Der Mantel 412 besteht aus einer Anzahl von Blöcken 439a, b, c, d, die gestuft sind, um eine freie Ausstrahlung aus der Vorrichtung zu verhindern. Die Blöcke 439a und 439b sind so gestuft, dass sie dem Rest des Mantels 412 gegenüber bewegt und geöffnet werden können, um den Zutritt zum Anhebgetriebe zu ermöglichen. Die beweglichen Blöcke 439a, 439b sind in Fig. 16 an den Hauptmantel412 um den Drehzapfen 440 angelenkt. Unterhalb der Blöcke 439a, 439b und in einer Ausnehmung 413'derselben befindet sich eine zusätzliche Abschirmung 441, die der zusätzlichen Abschirmung 414 entspricht, welche mit dem Hauptmantel 412 verbunden ist. Die zusätzliche Abschirmung 441 ist mit dem Block 439a durch Wellen 442 verbunden und kann mittels eines durch den Handgriff 444 betätigbaren Getriebes 443 gehoben und gesenkt werden.
Die zusätzlichen Schirme 414,442 sind mit Kissen 445 ausgestattet, welche nur lose mit ihnen verbolzt sind, so dass sie Unregelmässigkeiten der Oberfläche 5 beim Absenken auszugleichen vermögen.
Der innere Schirm besteht vorzugsweise aus Gusseisen, der äussere vorzugsweise aus einem vor Kernstrahlung schützenden Material, welches aus dünnen, eng gefaserten Holzblättern aufgebaut ist, die mittels eines Kunststoffes verbunden sind, um Dimensionsänderungen und Änderungen des Feuchtigkeitsgehaltes zu verhindern (ein solches Material ist unter dem Namen"Hydrobord"im Handel). Die genau kontrollierte Feuchtigkeitsmenge wirkt dabei als Neutronenschirm und-reflektor. Die Verwendung dieses Mate- riales in Verbindung mit Gusseisen spart Gewicht und Kosten.
Die Beschickungsvorrichtung kann derart angeordnet werden, dass eines ihrer beidenMundstücke 3. 86 mit einem Standrohr 4 oder mit einem Transitrohr zu einer Ablageeinrichtung in Übereinstimmung steht.
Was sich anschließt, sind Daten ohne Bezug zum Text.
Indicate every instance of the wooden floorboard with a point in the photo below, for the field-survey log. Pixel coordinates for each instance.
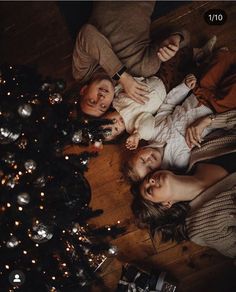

Zu diesem Zwecke besitzt die Vorrichtung Räder 450 (Fig. 1C), die von einem Elektromotor 451 über Reduktionsgetriebe angetrieben werden. Die Räder 450 laufen auf (nicht dargestellten) Schienen im Beschikkungsniveau, die sich ausserhalb der Standrohrfläche befinden, und diese zwischen sich enthalten. Dadurch kann die Vorrichtung in der Längsrichtung bewegt werden. Um eine seitliche Bewegung zu ermöglichen, sind der Druckkessel 2 und die ihm zugeordneten Mundstücke, Schirme, Magazine, Kühlmittelkreis usw. auf einem Gestell 452 mit Rädern 53 montiert, die über Reduktionsgetriebe von Motoren 454 (Fig. 1B) angetrieben werden und auf Schienen 455 laufen, die unter rechtem Winkel zu jenen stehen, auf welchen die Räder 450 beweglich sind.